THE RIDER: A Cowboy’s Search for Identity

Chloé Zhao’s second feature is a beautiful meditation on deferred dreams

Watching the lead training horses in The Rider, I marveled at his natural touch with the animals. I shouldn’t have been too surprised to see the actor listed as the official horse trainer in the film’s credits … Chloé Zhao’s second film casts Brady Jandreau and his family in a story inspired by the former rodeo rider’s real life experience. Jandreau plays Brady Blackburn, a young man injured by a bucking bronco, now questioning his identity. If he can’t ride horses, as he’s done all his previous life, who is he? What is there for him to do?

As Brady endures recovery, he argues with his ne’er-do-well father Wayne (played by dad Tim Jandreau) and supports his autistic teen sister Lilly (Lilly Jandreau). “Sometimes dreams aren’t meant to be,” Wayne says in attempt to console his son. Despite advice from his doctor, Brady finds it difficult to stop working with horses. His connection to the animals is evident from the start; he dreams about his horse (Gus), cares for the animal’s wounds, and mourns the loss when Wayne sells Gus.

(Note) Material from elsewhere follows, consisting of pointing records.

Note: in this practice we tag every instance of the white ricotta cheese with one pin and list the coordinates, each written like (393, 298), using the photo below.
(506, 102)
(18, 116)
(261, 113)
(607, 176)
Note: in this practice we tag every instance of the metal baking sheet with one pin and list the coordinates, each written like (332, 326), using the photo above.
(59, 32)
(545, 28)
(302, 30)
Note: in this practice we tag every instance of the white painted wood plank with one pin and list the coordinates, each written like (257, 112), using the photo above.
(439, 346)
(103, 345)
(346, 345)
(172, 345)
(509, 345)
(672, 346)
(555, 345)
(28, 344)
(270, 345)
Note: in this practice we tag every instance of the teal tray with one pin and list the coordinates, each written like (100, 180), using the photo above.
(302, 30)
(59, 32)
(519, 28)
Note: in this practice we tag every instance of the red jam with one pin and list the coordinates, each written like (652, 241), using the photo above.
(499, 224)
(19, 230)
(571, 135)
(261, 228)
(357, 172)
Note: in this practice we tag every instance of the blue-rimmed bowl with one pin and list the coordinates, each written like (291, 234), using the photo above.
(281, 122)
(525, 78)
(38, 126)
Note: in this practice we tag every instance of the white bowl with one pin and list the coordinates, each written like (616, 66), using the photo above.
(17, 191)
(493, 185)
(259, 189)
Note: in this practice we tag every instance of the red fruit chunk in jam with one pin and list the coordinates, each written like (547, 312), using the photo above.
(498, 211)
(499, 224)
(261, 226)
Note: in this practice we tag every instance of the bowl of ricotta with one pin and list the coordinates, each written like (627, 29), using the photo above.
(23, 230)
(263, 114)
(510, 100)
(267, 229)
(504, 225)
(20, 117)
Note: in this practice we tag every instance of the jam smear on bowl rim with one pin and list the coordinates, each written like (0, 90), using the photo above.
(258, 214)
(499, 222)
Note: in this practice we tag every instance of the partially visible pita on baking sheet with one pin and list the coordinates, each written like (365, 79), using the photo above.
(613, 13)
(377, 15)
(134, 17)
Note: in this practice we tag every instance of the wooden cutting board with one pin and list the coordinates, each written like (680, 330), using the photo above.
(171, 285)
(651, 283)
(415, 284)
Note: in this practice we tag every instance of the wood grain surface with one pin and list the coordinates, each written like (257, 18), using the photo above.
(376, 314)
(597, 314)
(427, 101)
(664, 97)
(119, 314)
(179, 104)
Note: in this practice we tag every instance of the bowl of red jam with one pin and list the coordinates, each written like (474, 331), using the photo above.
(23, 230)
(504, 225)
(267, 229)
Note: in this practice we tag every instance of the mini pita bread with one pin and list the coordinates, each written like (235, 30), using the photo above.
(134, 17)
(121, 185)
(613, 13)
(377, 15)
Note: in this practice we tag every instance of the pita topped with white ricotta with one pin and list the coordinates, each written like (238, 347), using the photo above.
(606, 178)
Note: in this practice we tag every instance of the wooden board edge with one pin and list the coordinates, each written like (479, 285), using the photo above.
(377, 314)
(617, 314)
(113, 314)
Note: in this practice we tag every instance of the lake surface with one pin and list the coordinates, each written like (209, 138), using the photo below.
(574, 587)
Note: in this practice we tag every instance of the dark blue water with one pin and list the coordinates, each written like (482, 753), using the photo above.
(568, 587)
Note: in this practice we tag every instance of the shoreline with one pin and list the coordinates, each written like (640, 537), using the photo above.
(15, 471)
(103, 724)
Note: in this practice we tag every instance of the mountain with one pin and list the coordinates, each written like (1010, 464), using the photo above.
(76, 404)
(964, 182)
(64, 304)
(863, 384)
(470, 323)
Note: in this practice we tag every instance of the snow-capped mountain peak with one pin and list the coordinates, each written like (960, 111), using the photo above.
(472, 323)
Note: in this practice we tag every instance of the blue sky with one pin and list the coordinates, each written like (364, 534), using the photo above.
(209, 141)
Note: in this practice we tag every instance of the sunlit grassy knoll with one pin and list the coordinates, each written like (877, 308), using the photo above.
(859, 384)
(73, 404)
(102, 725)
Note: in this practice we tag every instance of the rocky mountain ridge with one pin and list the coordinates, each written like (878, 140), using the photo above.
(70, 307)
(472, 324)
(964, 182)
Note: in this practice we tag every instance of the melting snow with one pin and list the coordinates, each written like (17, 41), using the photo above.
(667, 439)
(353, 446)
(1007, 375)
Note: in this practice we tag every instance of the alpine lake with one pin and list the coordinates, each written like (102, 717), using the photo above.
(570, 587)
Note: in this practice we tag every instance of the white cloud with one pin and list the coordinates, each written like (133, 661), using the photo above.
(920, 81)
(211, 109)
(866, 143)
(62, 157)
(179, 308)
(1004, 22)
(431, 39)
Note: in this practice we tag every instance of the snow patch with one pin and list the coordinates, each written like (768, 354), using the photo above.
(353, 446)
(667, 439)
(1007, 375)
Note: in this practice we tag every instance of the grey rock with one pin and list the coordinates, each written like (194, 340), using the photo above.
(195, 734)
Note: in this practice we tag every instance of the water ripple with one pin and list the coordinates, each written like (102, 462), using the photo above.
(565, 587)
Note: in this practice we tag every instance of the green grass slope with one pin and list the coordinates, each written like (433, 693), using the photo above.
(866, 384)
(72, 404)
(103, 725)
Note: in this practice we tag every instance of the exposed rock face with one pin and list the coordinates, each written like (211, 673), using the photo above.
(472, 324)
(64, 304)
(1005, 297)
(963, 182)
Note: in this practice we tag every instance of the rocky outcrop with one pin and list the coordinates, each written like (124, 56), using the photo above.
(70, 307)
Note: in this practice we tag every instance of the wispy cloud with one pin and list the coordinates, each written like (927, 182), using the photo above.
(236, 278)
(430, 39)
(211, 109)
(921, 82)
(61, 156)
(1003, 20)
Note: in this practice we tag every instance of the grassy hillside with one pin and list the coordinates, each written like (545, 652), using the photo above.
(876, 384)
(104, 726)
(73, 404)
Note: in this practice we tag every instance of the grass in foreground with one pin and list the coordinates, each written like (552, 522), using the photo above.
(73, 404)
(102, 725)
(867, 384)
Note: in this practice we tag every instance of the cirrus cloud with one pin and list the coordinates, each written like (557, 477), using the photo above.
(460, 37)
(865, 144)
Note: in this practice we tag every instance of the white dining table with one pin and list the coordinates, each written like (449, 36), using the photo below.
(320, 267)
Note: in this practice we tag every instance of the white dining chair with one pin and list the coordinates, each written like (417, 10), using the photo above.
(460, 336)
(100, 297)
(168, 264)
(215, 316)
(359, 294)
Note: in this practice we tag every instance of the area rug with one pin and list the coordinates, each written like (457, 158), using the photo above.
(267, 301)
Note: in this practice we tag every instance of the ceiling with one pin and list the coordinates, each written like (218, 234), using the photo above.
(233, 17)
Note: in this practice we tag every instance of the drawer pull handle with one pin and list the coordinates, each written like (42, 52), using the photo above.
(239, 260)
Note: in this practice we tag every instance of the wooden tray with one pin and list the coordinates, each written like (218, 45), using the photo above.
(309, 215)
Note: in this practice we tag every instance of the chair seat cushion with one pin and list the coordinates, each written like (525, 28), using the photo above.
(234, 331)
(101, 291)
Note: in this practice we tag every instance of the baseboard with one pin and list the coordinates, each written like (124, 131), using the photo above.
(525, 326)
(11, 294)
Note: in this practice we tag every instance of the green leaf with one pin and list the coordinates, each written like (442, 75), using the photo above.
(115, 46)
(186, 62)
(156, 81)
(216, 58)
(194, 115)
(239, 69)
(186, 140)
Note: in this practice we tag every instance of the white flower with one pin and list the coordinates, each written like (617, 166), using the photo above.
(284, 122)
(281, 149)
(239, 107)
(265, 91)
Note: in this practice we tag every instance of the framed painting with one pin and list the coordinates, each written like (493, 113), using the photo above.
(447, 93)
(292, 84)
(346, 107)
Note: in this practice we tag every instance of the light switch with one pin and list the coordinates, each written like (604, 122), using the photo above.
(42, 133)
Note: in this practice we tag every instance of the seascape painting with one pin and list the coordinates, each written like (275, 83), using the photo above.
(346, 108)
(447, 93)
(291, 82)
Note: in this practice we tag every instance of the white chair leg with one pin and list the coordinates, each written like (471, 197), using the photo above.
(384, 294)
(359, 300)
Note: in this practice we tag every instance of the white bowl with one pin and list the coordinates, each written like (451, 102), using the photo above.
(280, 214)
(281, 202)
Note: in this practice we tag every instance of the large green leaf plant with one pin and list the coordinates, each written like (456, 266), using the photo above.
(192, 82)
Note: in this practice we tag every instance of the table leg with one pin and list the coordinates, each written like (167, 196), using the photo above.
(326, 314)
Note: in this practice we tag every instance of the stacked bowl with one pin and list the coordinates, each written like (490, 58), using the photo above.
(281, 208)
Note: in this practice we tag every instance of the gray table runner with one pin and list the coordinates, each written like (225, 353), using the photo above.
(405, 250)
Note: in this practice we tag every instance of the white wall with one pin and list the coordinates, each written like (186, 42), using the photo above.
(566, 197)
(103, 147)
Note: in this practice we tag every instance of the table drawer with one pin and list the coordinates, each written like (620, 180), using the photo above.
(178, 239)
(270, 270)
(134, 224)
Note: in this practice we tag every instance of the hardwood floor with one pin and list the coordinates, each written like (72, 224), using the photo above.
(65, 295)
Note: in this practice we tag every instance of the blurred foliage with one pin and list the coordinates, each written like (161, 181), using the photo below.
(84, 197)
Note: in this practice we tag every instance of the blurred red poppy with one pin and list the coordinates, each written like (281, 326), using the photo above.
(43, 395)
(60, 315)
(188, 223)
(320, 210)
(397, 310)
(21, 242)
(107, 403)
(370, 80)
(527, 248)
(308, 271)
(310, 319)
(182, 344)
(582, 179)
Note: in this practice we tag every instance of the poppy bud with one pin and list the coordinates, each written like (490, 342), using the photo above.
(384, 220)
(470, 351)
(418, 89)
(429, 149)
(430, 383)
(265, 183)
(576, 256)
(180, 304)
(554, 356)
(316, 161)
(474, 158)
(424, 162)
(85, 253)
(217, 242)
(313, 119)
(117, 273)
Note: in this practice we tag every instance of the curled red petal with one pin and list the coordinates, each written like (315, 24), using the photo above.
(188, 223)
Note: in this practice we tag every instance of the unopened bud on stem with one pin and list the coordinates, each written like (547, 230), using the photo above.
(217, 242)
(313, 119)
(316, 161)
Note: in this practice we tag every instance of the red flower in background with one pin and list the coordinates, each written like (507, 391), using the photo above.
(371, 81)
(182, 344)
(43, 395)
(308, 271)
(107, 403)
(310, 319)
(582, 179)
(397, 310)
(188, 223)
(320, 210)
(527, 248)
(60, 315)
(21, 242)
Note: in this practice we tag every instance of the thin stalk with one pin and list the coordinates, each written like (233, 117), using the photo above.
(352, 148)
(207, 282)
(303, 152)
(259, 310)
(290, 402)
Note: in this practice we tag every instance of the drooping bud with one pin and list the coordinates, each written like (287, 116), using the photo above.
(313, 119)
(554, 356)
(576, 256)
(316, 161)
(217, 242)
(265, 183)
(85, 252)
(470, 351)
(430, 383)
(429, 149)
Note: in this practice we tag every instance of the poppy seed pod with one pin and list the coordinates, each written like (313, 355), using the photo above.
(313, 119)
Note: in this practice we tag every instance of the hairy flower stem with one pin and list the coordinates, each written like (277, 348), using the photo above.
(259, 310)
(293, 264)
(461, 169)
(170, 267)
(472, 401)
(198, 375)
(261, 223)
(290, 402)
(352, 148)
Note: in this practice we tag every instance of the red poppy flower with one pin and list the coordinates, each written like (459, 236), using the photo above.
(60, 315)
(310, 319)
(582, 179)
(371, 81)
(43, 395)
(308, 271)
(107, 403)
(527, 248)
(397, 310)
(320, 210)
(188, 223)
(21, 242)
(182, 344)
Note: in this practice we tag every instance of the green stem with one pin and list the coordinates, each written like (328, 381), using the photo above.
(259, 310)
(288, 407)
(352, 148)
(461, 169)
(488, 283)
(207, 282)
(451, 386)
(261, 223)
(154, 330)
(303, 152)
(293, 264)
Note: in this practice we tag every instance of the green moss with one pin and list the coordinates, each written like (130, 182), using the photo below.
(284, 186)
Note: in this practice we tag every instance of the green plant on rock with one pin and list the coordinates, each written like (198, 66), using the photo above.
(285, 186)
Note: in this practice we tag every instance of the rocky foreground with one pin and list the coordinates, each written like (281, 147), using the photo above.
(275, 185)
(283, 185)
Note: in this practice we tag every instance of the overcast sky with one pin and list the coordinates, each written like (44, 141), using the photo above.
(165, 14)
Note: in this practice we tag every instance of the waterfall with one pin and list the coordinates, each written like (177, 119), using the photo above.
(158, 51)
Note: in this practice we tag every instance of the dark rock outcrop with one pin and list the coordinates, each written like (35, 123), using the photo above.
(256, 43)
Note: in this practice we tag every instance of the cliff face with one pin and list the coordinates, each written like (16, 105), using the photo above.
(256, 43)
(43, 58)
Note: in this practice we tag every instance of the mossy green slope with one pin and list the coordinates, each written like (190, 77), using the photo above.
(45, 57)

The Rider soulfully captures the personal distress of Brady’s situation and the limitations of his life in rural South Dakota. The way Zhao and her crew — working on a limited budget, as the film was funded mostly by the director herself — film the humans and the horses they work with imbues the narrative feature with deep emotion. Even side characters are allowed depth and humanity. The job counselor Brady consults tells him he looks like his mom. A couple of kids ask for a picture with Brady during his shift at the grocery store, hoping he’ll be back in the saddle soon.

The manner in which Zhao’s film provides space and voice for disabled performers is distinctly refreshing. In an episode of The Business, the director remarks that she wouldn’t write specific lines for Lilly; the teenager used her own natural phrasing to get ideas across. Neither Lilly or Brady’s close friend Lane are objectified to gain sympathy, instead appearing as the real people they are, dearly loved by Brady.

Careful cinematography and a soft-spoken lead make The Rider meditative and thought-provoking. Jandreau is raw and open in his portrayal of a man suffering personal crisis, stubborn to a point that one wonders how far beyond his limits the character might push himself. The quiet beauty of the film left me awestruck. Given the matter-of fact quality of the storytelling and the performances by these first-time actors, the viewer becomes hesitant to leave the world Zhao has captured on film.

The Rider opens at select theaters in Austin on Friday, April 27.